MOGADISHU, SOMALIA — Even in a country that has endured so much suffering, few images could more tragically convey the senseless violence gripping Somalia today than the expressionless stare of a 5-year-old boy named Omar.
As he slept next to his mother one recent morning, a stray bullet from a nearby gun battle struck him in the back of the head. He made no movement or sound, so his family members didn't even notice at first. Later they saw blood oozing from a small hole in his head and thought it was a snakebite.
But an X-ray of his tiny skull revealed the terrible trajectory of the inch-long bullet: how it entered on the left, tore through his brain and wedged behind the right eye.
It's a miracle that Omar Osman Ali survived, doctors say. Recovering from surgery to remove the bullet and his right eye, he lies quietly on a thin mattress on the ground in a makeshift African Union hospital tent.
Doctors don't know the extent of brain damage because the once-garrulous boy, who loved spaghetti and enjoyed helping his mother with the wash, hasn't spoken since the surgery.
But he's awake, responsive and keenly alert. With his remaining eye, the boy silently watches everything around him: the doctors inspecting the bandages, his grandmother trying to coax a smile, even the body of a 13-year-old girl who died of malaria that morning, lying in the next bed.

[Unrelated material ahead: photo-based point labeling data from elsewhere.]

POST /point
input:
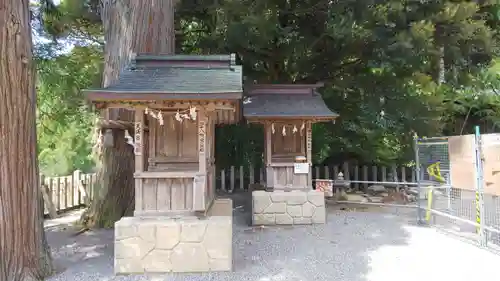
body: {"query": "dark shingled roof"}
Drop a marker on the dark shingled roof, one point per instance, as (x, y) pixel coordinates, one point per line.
(286, 105)
(177, 76)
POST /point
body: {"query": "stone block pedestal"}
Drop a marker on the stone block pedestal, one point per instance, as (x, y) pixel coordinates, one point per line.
(288, 208)
(186, 244)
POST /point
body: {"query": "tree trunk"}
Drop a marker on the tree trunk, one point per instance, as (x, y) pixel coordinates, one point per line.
(24, 252)
(130, 26)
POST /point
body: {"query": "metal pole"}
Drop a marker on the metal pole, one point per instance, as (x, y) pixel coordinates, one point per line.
(417, 174)
(480, 187)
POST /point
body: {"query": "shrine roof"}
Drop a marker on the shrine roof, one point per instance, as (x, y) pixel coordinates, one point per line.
(286, 101)
(175, 77)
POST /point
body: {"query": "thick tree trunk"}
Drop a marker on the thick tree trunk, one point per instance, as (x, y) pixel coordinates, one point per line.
(130, 26)
(24, 253)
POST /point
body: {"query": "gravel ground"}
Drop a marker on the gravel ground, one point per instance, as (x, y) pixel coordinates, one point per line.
(376, 244)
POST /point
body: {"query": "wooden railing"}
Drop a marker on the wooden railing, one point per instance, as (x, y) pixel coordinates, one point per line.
(239, 177)
(61, 194)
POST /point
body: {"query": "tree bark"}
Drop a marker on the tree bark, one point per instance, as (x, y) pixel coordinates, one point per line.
(130, 26)
(24, 252)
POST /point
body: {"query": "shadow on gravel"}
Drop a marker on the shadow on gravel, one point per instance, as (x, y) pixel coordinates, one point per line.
(341, 250)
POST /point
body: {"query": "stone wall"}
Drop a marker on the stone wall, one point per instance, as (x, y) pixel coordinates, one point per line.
(187, 244)
(294, 207)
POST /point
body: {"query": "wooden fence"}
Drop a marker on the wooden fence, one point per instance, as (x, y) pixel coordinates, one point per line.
(61, 194)
(238, 178)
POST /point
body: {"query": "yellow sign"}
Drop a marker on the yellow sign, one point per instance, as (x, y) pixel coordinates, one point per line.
(434, 170)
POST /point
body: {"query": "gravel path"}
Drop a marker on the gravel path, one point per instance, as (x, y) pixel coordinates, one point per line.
(353, 246)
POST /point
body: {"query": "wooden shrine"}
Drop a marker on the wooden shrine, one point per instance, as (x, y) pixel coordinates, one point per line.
(287, 112)
(177, 101)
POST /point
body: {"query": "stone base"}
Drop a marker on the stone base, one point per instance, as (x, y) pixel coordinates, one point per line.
(187, 244)
(294, 207)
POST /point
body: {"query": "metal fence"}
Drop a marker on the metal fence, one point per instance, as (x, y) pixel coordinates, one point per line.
(462, 208)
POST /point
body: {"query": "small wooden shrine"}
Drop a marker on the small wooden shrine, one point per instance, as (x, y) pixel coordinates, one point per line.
(177, 101)
(287, 112)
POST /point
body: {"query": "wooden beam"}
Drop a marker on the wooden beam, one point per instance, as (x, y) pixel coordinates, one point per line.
(139, 156)
(309, 151)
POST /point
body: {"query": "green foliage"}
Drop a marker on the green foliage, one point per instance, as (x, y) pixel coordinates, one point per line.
(379, 61)
(64, 118)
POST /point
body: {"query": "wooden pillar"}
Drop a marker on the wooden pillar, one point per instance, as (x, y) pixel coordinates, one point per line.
(139, 155)
(309, 152)
(268, 154)
(200, 180)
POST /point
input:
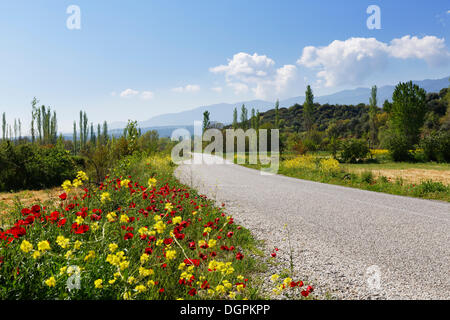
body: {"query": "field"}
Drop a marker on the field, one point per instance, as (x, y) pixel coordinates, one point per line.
(422, 180)
(409, 172)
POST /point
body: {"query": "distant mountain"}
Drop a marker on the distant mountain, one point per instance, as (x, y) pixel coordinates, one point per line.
(223, 112)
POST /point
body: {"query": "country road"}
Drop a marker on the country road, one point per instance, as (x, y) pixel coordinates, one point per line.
(337, 233)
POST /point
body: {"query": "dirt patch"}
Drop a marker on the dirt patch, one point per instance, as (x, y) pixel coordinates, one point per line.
(413, 175)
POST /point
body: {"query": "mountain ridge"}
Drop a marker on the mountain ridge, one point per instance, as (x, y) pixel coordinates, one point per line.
(223, 112)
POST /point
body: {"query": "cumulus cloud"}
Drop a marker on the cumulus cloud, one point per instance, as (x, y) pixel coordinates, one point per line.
(429, 48)
(187, 88)
(352, 60)
(129, 93)
(217, 89)
(147, 95)
(245, 72)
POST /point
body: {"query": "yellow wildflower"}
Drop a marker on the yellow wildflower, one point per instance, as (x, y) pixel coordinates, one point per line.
(140, 288)
(26, 246)
(125, 183)
(105, 197)
(144, 258)
(127, 296)
(43, 246)
(145, 272)
(98, 283)
(79, 220)
(50, 282)
(62, 270)
(67, 186)
(111, 216)
(62, 241)
(113, 247)
(274, 277)
(151, 182)
(124, 218)
(171, 254)
(177, 220)
(77, 244)
(212, 243)
(91, 255)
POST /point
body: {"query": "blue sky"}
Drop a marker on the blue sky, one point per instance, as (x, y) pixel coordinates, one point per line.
(138, 59)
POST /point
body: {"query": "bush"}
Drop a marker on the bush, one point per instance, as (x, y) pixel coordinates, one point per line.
(436, 146)
(354, 150)
(367, 177)
(398, 147)
(430, 187)
(28, 166)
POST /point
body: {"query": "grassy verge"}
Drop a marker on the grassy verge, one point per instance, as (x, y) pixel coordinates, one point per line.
(139, 235)
(313, 168)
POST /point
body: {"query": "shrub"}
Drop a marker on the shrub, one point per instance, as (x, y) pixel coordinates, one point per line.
(329, 166)
(367, 177)
(29, 166)
(307, 162)
(430, 186)
(436, 146)
(354, 150)
(398, 147)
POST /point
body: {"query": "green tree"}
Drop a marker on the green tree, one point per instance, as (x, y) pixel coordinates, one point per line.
(408, 111)
(244, 117)
(206, 122)
(309, 109)
(277, 115)
(3, 126)
(235, 123)
(373, 110)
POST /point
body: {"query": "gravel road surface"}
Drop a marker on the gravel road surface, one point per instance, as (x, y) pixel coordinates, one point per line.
(349, 243)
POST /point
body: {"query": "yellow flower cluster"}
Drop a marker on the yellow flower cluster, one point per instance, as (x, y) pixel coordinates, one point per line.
(111, 216)
(151, 182)
(302, 162)
(89, 256)
(224, 267)
(105, 197)
(119, 260)
(77, 182)
(329, 165)
(62, 242)
(125, 183)
(26, 246)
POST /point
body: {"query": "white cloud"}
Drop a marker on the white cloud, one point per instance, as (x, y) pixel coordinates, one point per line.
(257, 73)
(147, 95)
(352, 60)
(129, 93)
(217, 89)
(187, 88)
(429, 48)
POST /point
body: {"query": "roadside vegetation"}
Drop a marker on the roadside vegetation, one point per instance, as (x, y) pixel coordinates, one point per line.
(402, 148)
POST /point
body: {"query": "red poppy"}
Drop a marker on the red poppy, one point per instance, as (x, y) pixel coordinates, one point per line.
(189, 262)
(128, 235)
(192, 292)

Each day, his grandmother, Fatuma Ali, talks to Omar and searches his face for a sign of recognition. He rarely displays emotion. No fear or pain. But sometimes there is a trace of something else behind that stare: anger.
"He never smiles, and he used to laugh so easily before," Ali said. "Now he just watches. Just looks. Who knows what he's thinking."
Children have long been the greatest casualty of Somalia's 18-year civil war. One in five is acutely malnourished. Few attend school. Most spend their lives running from violence, drought and poverty. Boys often become child soldiers, and girls have babies as soon as they reach puberty.
"What kind of life is this for children?" Ali said. "When I was young, there was school. Children could play outside. Today there is nothing for these kids but war. What hope is there for children?"
A third of the beds hold children at this facility, which provides free healthcare to about 2,000 people each month.
"This place is filled with kids," said Florence Mohamed, a Somali nurse at the clinic.
Malaria, tuberculosis, genital excision and fistula were once the primary problems. But as violence in Mogadishu, the capital, has soared to new heights, children are increasingly ensnared in the fighting between government troops and insurgents. Now children are showing up regularly with gunshot and shrapnel wounds, burns and other conflict-related injuries.
"This is a very violent city," said African Union doctor James Kiyengo, a surgeon from Uganda who operated on Omar. "The evidence is all around."
In the next room is Abdi Rahman Sheik Nur. The 7-year-old had been arguing with a young friend on a Mogadishu street last month and had turned away in a huff to march home when he felt a sting in his back.
"I thought my friend threw a rock," he said. But he saw the blood on his stomach and collapsed. A bullet -- no one knows from where -- had struck him in the back.
Lying naked on a blanket with bandages around his midsection, the boy put on a brave face. "It didn't hurt that much," he said in a barely audible whisper.
But the injuries probably will be permanent, doctors say. The bullet pierced his colon. Now waste is escaping from the wound, and they lack the capability to properly treat it.
In a nearby treatment room is Mohamed Abdirahman, 3, whose chest and right arm are encircled by a plaster cast.
"He fell off a step," his mother said sheepishly.
Not true, a doctor later explained, pointing out that he had removed mortar shrapnel from Mohamed's shoulder. "The mother is too frightened to tell the truth," the doctor said.
Surviving nearly two decades of clan-based conflict, warlords and, most recently, Islamic insurgents, Somalis have learned the defensive art of keeping their eyes down and their mouths shut.
Mohamed, however, reminded everyone of the resilience of children. He beamed and laughed, oblivious to the doctor cleaning and re-bandaging the puncture wound. Perched on an examination table, he relished the attention, playfully tossing off his sandals and watching each one drop to the floor.
Outside is a line of patients waiting to see a doctor. The worst off is Abdukhadir Hussein, 4, who lies in agony in his mother's lap. She gently fans his shirtless torso, which is badly burned. Most of the upper layer of skin is gone. He grimaces in pain and cries softly.
His mother, Bint Aweys, said he was playing in the house and knocked over a pot of boiling water. She said her husband disappeared four years ago, leaving her to raise four children alone on the $3 a day she earns hauling goods in Mogadishu's main market.
"It's all I can do to feed them," she said.
But like most parents, she clings to hope that her children will have a brighter future.
"If we can just survive, one day I know their lives will be better," she said. "We just have to get through this."